Small sample size isn’t just a problem when it comes to the difference between goals and xG, it’s also a problem when it comes to what xG says about teams themselves. It takes only a passing understanding of xG to look at Germany and correctly point out that they were unlucky not to score more. But, it’s also true that if they had not been unlucky, then on the attacking end their xG would have been more modest.

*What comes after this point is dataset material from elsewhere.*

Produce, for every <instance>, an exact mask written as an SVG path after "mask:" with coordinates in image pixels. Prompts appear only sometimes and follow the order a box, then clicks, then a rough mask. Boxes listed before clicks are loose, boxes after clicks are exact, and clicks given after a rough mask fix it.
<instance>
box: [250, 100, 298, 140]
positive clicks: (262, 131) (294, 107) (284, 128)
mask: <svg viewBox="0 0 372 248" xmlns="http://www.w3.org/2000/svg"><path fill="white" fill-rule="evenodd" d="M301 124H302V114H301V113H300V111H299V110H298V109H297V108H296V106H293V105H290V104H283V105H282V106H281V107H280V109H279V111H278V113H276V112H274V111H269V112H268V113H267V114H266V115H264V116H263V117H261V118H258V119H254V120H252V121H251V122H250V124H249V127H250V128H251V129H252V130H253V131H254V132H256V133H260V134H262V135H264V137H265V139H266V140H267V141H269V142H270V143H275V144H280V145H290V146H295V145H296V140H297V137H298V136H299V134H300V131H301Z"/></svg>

Three games is only three games, and it can only tell us so much about at team. In the same way that goal scored and conceded don’t tell us the whole story and there aren’t enough matches to even out the whims of the finishing gods, so too there aren’t enough matches to get past how the whims of the finishing gods can influence xG. We don’t know what Germany’s xG totals would have looked like if they hadn’t spent so much time chasing matches. But, what we do know is that in two games, against two teams they were supposed to be better than, they played roughly equally until falling behind.
Over the course of a season, of course, these things even themselves out. Sometimes a team will chase a handful of games in a row, and sometimes they’ll be chased. Sometimes they’ll get exceptionally hot or exceptionally cold for a match or two or six, and that will impact their xG totals, but eventually, the finishing evens out, and so does the xG. Not over three matches though, and especially not over three matches when a team spent one of them chasing the match from kick-off.
There are two separate ways that xG is predictive. We talk a lot about the first, that it’s better at predicting future goals than just about anything else out there. But, there’s a second factor as well, and that’s that xG is very predictive of itself. Generally speaking, teams find their xG levels fairly quickly and those levels remain fairly stable going forward. That’s why the metric can underpin predictive models. But, even if xG is a fairly reliable fairly quickly, it’s not settled after only three games. And even if it was, outliers remain, and part of the task of doing analysis involves looking at outliers and evaluating whether there’s any reason for their outlier status…like say spending an entire game running up the xG score specifically because there’s no actual scoring going on.
Ultimately, it’s difficult to say anything definitive about Germany in just three games. We can’t say for sure whether a more normal slate of games would have served to increase or decrease their xG difference, but it certainly could have changed it. Over three games, looking at xG without the context of what happened will often lead to getting the wrong impression. Statistical tools are great, but the smaller the sample size the more they need context. And the World Cup is an absolutely tiny sample size.